The reality is that it’s not just Chinese Communist Party apparatchiks who have lent their support to national industrial champions. The UK government, so rhetorically devoted to free markets and open trade, has provided Nissan with financial support for manufacturing EVs in the north-east of England. Tata Steel will receive half a billion pounds in taxpayers’ money to transition to a greener electric arc furnace. The US, as regular Green Transition* readers know, is “derisking” hundreds of billions of dollars’ worth of private sector investment in green technologies, effectively providing profit guarantees to manufacturers at a scale that would make even the Chinese state-capitalist planners blush.

And, of course, the EU itself isn’t immune to the odd foray into industrial subsidy.
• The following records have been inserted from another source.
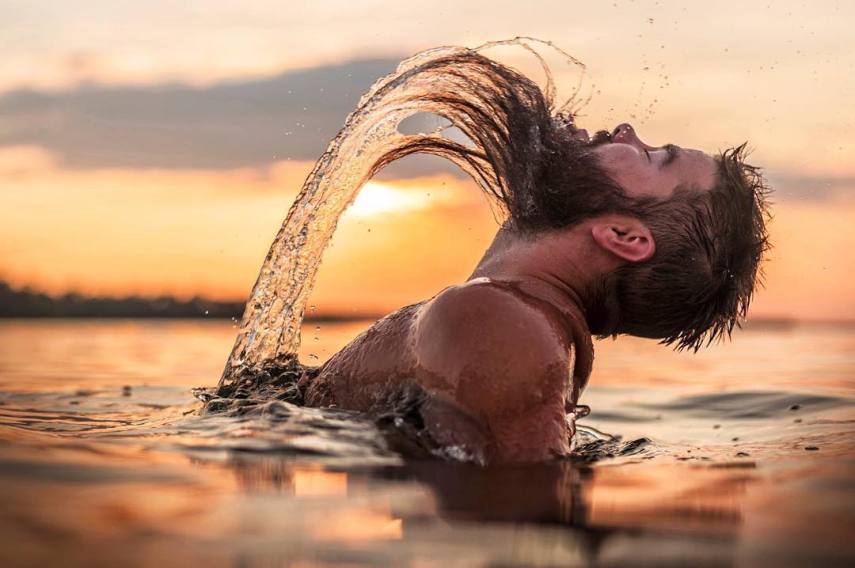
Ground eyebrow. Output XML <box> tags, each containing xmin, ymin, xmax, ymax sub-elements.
<box><xmin>660</xmin><ymin>144</ymin><xmax>680</xmax><ymax>168</ymax></box>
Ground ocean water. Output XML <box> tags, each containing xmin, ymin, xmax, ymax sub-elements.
<box><xmin>0</xmin><ymin>320</ymin><xmax>855</xmax><ymax>568</ymax></box>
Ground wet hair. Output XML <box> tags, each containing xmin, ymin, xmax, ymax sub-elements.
<box><xmin>601</xmin><ymin>144</ymin><xmax>769</xmax><ymax>351</ymax></box>
<box><xmin>374</xmin><ymin>49</ymin><xmax>768</xmax><ymax>350</ymax></box>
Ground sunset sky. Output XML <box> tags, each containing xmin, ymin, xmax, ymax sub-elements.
<box><xmin>0</xmin><ymin>0</ymin><xmax>855</xmax><ymax>319</ymax></box>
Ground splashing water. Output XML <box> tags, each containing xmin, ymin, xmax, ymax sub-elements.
<box><xmin>218</xmin><ymin>38</ymin><xmax>587</xmax><ymax>394</ymax></box>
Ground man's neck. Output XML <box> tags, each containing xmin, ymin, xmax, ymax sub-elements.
<box><xmin>470</xmin><ymin>222</ymin><xmax>617</xmax><ymax>336</ymax></box>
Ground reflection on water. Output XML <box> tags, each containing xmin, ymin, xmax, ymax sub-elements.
<box><xmin>0</xmin><ymin>322</ymin><xmax>855</xmax><ymax>566</ymax></box>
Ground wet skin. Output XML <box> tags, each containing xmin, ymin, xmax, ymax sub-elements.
<box><xmin>306</xmin><ymin>124</ymin><xmax>715</xmax><ymax>463</ymax></box>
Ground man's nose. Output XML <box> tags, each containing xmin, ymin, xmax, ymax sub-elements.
<box><xmin>612</xmin><ymin>122</ymin><xmax>653</xmax><ymax>150</ymax></box>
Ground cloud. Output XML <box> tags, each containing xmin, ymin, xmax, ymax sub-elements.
<box><xmin>0</xmin><ymin>59</ymin><xmax>408</xmax><ymax>169</ymax></box>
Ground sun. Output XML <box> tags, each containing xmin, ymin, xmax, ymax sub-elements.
<box><xmin>347</xmin><ymin>181</ymin><xmax>432</xmax><ymax>217</ymax></box>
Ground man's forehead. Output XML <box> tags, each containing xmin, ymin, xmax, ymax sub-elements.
<box><xmin>672</xmin><ymin>148</ymin><xmax>718</xmax><ymax>190</ymax></box>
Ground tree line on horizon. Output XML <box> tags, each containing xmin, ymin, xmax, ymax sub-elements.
<box><xmin>0</xmin><ymin>281</ymin><xmax>244</xmax><ymax>318</ymax></box>
<box><xmin>0</xmin><ymin>280</ymin><xmax>378</xmax><ymax>322</ymax></box>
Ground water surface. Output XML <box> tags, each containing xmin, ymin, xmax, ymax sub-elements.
<box><xmin>0</xmin><ymin>320</ymin><xmax>855</xmax><ymax>567</ymax></box>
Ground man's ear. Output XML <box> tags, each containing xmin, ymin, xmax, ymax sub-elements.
<box><xmin>591</xmin><ymin>215</ymin><xmax>656</xmax><ymax>262</ymax></box>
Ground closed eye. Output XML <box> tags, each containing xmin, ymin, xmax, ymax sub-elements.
<box><xmin>662</xmin><ymin>144</ymin><xmax>680</xmax><ymax>167</ymax></box>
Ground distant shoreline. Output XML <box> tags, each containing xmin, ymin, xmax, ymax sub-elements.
<box><xmin>0</xmin><ymin>281</ymin><xmax>380</xmax><ymax>323</ymax></box>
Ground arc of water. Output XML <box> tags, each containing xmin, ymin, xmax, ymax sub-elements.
<box><xmin>220</xmin><ymin>39</ymin><xmax>588</xmax><ymax>387</ymax></box>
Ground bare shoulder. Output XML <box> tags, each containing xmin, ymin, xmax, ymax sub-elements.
<box><xmin>413</xmin><ymin>279</ymin><xmax>570</xmax><ymax>412</ymax></box>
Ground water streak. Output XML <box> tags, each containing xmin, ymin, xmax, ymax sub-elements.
<box><xmin>219</xmin><ymin>38</ymin><xmax>584</xmax><ymax>393</ymax></box>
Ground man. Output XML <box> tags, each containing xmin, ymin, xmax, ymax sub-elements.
<box><xmin>290</xmin><ymin>54</ymin><xmax>767</xmax><ymax>463</ymax></box>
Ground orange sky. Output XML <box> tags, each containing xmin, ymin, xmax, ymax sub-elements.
<box><xmin>0</xmin><ymin>1</ymin><xmax>855</xmax><ymax>319</ymax></box>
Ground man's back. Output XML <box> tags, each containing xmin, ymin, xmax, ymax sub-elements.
<box><xmin>306</xmin><ymin>278</ymin><xmax>573</xmax><ymax>461</ymax></box>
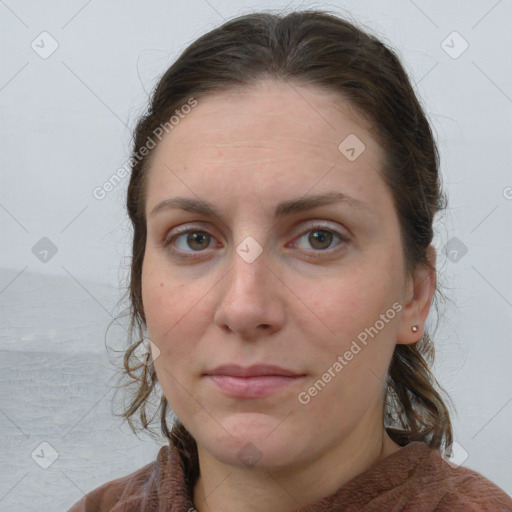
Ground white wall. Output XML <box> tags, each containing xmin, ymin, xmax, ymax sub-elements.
<box><xmin>0</xmin><ymin>0</ymin><xmax>512</xmax><ymax>512</ymax></box>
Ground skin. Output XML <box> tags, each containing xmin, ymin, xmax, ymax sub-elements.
<box><xmin>142</xmin><ymin>80</ymin><xmax>435</xmax><ymax>512</ymax></box>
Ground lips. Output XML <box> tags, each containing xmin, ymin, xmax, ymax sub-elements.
<box><xmin>204</xmin><ymin>365</ymin><xmax>304</xmax><ymax>399</ymax></box>
<box><xmin>205</xmin><ymin>364</ymin><xmax>304</xmax><ymax>377</ymax></box>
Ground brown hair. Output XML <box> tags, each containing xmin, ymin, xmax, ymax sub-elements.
<box><xmin>112</xmin><ymin>7</ymin><xmax>452</xmax><ymax>468</ymax></box>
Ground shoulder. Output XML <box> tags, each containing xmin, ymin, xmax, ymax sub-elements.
<box><xmin>402</xmin><ymin>443</ymin><xmax>512</xmax><ymax>512</ymax></box>
<box><xmin>432</xmin><ymin>461</ymin><xmax>512</xmax><ymax>512</ymax></box>
<box><xmin>68</xmin><ymin>446</ymin><xmax>170</xmax><ymax>512</ymax></box>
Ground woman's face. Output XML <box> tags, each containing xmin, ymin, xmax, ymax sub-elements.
<box><xmin>142</xmin><ymin>81</ymin><xmax>419</xmax><ymax>469</ymax></box>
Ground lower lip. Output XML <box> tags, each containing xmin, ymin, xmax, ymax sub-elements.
<box><xmin>207</xmin><ymin>375</ymin><xmax>302</xmax><ymax>398</ymax></box>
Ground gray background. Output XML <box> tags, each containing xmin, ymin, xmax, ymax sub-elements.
<box><xmin>0</xmin><ymin>0</ymin><xmax>512</xmax><ymax>512</ymax></box>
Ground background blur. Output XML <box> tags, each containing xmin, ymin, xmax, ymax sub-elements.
<box><xmin>0</xmin><ymin>0</ymin><xmax>512</xmax><ymax>512</ymax></box>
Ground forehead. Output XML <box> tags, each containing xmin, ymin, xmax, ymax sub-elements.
<box><xmin>146</xmin><ymin>80</ymin><xmax>390</xmax><ymax>216</ymax></box>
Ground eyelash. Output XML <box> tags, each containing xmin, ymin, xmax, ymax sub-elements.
<box><xmin>164</xmin><ymin>224</ymin><xmax>350</xmax><ymax>260</ymax></box>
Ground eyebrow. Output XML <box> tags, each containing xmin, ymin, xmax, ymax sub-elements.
<box><xmin>150</xmin><ymin>192</ymin><xmax>369</xmax><ymax>218</ymax></box>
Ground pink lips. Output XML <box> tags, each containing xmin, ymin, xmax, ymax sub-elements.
<box><xmin>205</xmin><ymin>365</ymin><xmax>304</xmax><ymax>398</ymax></box>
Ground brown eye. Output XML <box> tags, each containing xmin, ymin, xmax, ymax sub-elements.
<box><xmin>293</xmin><ymin>226</ymin><xmax>349</xmax><ymax>257</ymax></box>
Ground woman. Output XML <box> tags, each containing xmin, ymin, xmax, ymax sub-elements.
<box><xmin>71</xmin><ymin>11</ymin><xmax>512</xmax><ymax>512</ymax></box>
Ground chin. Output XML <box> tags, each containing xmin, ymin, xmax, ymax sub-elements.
<box><xmin>196</xmin><ymin>413</ymin><xmax>307</xmax><ymax>470</ymax></box>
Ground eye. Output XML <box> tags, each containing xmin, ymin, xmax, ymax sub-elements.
<box><xmin>164</xmin><ymin>225</ymin><xmax>349</xmax><ymax>259</ymax></box>
<box><xmin>164</xmin><ymin>228</ymin><xmax>215</xmax><ymax>259</ymax></box>
<box><xmin>293</xmin><ymin>225</ymin><xmax>349</xmax><ymax>257</ymax></box>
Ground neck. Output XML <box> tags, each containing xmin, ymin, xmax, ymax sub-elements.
<box><xmin>194</xmin><ymin>416</ymin><xmax>400</xmax><ymax>512</ymax></box>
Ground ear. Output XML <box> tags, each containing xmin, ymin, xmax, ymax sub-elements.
<box><xmin>396</xmin><ymin>245</ymin><xmax>437</xmax><ymax>344</ymax></box>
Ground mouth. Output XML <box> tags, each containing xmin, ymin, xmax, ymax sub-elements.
<box><xmin>204</xmin><ymin>365</ymin><xmax>305</xmax><ymax>399</ymax></box>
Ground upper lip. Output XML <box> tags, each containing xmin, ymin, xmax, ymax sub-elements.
<box><xmin>205</xmin><ymin>364</ymin><xmax>303</xmax><ymax>377</ymax></box>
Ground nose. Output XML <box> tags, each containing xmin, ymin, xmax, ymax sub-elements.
<box><xmin>211</xmin><ymin>243</ymin><xmax>286</xmax><ymax>339</ymax></box>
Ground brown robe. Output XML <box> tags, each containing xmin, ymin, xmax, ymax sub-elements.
<box><xmin>68</xmin><ymin>432</ymin><xmax>512</xmax><ymax>512</ymax></box>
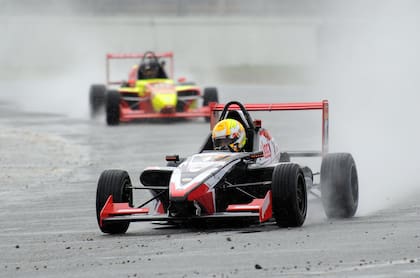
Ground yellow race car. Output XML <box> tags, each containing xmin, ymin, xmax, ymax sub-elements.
<box><xmin>89</xmin><ymin>51</ymin><xmax>219</xmax><ymax>125</ymax></box>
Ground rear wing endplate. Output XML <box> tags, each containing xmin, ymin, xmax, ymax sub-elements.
<box><xmin>210</xmin><ymin>100</ymin><xmax>329</xmax><ymax>157</ymax></box>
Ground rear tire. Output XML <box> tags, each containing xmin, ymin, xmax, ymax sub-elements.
<box><xmin>106</xmin><ymin>90</ymin><xmax>120</xmax><ymax>125</ymax></box>
<box><xmin>321</xmin><ymin>153</ymin><xmax>359</xmax><ymax>218</ymax></box>
<box><xmin>96</xmin><ymin>170</ymin><xmax>133</xmax><ymax>234</ymax></box>
<box><xmin>271</xmin><ymin>163</ymin><xmax>308</xmax><ymax>227</ymax></box>
<box><xmin>89</xmin><ymin>84</ymin><xmax>106</xmax><ymax>118</ymax></box>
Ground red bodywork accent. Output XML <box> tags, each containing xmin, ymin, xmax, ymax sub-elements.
<box><xmin>99</xmin><ymin>195</ymin><xmax>149</xmax><ymax>227</ymax></box>
<box><xmin>106</xmin><ymin>52</ymin><xmax>174</xmax><ymax>85</ymax></box>
<box><xmin>226</xmin><ymin>191</ymin><xmax>273</xmax><ymax>223</ymax></box>
<box><xmin>210</xmin><ymin>100</ymin><xmax>329</xmax><ymax>154</ymax></box>
<box><xmin>187</xmin><ymin>183</ymin><xmax>215</xmax><ymax>214</ymax></box>
<box><xmin>156</xmin><ymin>201</ymin><xmax>165</xmax><ymax>214</ymax></box>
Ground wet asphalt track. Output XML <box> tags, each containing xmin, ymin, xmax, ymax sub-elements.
<box><xmin>0</xmin><ymin>87</ymin><xmax>420</xmax><ymax>277</ymax></box>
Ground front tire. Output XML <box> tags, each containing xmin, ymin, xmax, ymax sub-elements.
<box><xmin>271</xmin><ymin>163</ymin><xmax>308</xmax><ymax>227</ymax></box>
<box><xmin>321</xmin><ymin>153</ymin><xmax>359</xmax><ymax>218</ymax></box>
<box><xmin>89</xmin><ymin>84</ymin><xmax>106</xmax><ymax>118</ymax></box>
<box><xmin>96</xmin><ymin>170</ymin><xmax>133</xmax><ymax>234</ymax></box>
<box><xmin>106</xmin><ymin>90</ymin><xmax>121</xmax><ymax>125</ymax></box>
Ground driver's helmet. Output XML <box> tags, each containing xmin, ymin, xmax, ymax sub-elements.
<box><xmin>211</xmin><ymin>119</ymin><xmax>246</xmax><ymax>152</ymax></box>
<box><xmin>140</xmin><ymin>58</ymin><xmax>159</xmax><ymax>79</ymax></box>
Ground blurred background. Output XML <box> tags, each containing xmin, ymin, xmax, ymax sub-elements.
<box><xmin>0</xmin><ymin>0</ymin><xmax>420</xmax><ymax>214</ymax></box>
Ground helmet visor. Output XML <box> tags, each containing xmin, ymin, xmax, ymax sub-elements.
<box><xmin>214</xmin><ymin>138</ymin><xmax>235</xmax><ymax>150</ymax></box>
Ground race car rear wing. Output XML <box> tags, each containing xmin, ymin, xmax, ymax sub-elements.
<box><xmin>210</xmin><ymin>100</ymin><xmax>329</xmax><ymax>157</ymax></box>
<box><xmin>105</xmin><ymin>52</ymin><xmax>174</xmax><ymax>85</ymax></box>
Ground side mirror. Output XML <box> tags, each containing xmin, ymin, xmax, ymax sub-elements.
<box><xmin>165</xmin><ymin>154</ymin><xmax>179</xmax><ymax>162</ymax></box>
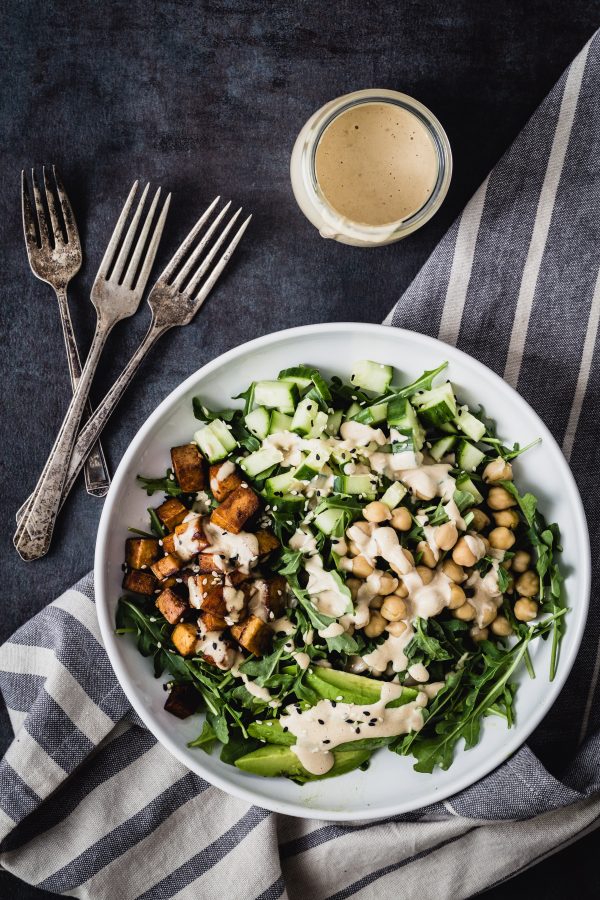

The bloc has recently relaxed long-standing rules on state aid for green industries, abandoning once-cherished and fiercely guarded principles of the common market. It has spent billions subsidising “green steel” production, which has actually turned out to be a bung for old-fashioned dirty steel production. And around a quarter of the whole EU’s budget still goes to subsidies distributed through the Common Agricultural Policy – something which hasn’t prevented farmers from across the continent protesting against new green initiatives that limit their emissions and their use of chemicals.

The need to transition to net zero while also defending jobs and supply chains according to national economic self-interest will make these kinds of contradictions and collisions over trade ever more frequent. When EU commissioners spout lines on “market distortion” and “unfair trading practices”, we sometimes need to read between the lines: “for thee, but not for me”.